Monday, Dec. 20, 1948

Trouble in Mink

As he does every year about this time, bronzed, husky Herbert A. Nieman was grading pelts on his silver fox farm near Hermansville, Mich. But this year pelting was different. Nieman, the biggest U.S. breeder of silver foxes, was almost ready to pelt out of the fox-breeding business for the next few years. Last spring he killed off 15,000 pups; this-season his kill (by electrocution) will be 30,000 more foxes. He will keep a small breeding stock of only 1,250 pairs for next year.

The reason for this year's big kill was a spectacular drop in the price of fox furs. Pelts that brought as much as $32 apiece before the war were selling this fall for as little as $12. Nieman, who figures it costs him about $30 to raise a fox to maturity, stood to lose $18 on each pelt he sold this year.
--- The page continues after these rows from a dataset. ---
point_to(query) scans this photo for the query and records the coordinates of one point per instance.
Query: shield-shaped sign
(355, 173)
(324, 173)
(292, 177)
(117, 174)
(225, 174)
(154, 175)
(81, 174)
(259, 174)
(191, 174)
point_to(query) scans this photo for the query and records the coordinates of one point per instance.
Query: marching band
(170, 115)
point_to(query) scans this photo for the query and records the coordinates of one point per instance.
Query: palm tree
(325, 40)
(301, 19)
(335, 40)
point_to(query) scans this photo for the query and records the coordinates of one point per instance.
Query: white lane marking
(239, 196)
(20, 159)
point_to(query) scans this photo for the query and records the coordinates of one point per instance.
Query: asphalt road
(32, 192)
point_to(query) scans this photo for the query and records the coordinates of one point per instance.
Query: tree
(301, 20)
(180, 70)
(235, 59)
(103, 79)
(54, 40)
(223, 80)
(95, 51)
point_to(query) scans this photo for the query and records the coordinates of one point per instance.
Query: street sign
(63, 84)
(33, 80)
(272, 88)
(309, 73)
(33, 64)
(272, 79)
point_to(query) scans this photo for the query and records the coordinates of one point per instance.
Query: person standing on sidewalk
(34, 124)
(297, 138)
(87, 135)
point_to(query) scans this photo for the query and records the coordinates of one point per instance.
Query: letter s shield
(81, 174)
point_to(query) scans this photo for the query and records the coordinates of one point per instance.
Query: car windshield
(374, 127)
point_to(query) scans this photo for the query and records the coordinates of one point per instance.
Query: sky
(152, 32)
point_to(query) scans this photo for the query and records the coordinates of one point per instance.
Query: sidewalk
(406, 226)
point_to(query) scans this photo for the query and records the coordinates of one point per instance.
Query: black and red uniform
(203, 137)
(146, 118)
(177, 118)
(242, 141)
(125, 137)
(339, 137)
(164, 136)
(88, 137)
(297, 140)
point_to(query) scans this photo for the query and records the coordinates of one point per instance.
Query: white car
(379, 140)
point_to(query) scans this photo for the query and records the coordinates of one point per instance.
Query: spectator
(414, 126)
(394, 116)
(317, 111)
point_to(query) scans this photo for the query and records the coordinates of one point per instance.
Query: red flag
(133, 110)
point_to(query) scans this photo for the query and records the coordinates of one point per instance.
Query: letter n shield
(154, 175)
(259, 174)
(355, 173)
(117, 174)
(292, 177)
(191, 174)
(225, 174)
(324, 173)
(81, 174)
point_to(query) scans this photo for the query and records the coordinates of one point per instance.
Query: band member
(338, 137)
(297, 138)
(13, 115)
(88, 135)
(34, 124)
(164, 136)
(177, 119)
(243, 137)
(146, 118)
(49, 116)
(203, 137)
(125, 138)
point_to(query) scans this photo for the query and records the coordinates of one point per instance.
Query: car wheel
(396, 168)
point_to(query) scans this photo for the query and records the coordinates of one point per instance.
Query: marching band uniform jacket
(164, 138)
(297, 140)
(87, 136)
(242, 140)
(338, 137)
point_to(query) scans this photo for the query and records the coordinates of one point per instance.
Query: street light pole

Many other fox breeders, including his brother-in-law, had switched their farms to mink, but Nieman did not think the shift worthwhile. Though mink are cheaper to raise (their feed costs from $10 to $14 a year), Herb Nieman thinks that mink will soon be overproduced, too. And mink raisers, who were getting as little as $11 a pelt (as against $20 last year), were wondering whether they will meet costs.

The -slump is not only in high-priced furs. In the Louisiana bayou country, where trappers sold $11 million worth of muskrat, raccoon, opossum and other cheap furs last year, there were few buyers as the 1948 trapping season opened. Fur dealers were still loaded up with last year's skins.

The gloom deepened as the fur auction season started last week in Manhattan. Even in the rarer types (e.g., Silverblumink) only half the pelts offered were sold; in the top quality dark ranch mink, prices were off 30 to 50% from last year.

The breeders' woes were echoed by fur retailers. In a season when fur sales should be booming, business was so slow that retail prices were being cut as much as 50%. One big reason for buyer resistance was the 20% federal tax.

Furriers were digging foxholes for a long bout with the buyers' strike. Manhattan's I. J. Fox, Inc., biggest U.S. fur retailer, canceled plans for four new New York City stores, decided instead to lease fur departments in smaller department stores all over the U.S. By plugging lower-priced furs, the company--like other furriers--hoped to make up in mass sales for the slump in its luxury coats.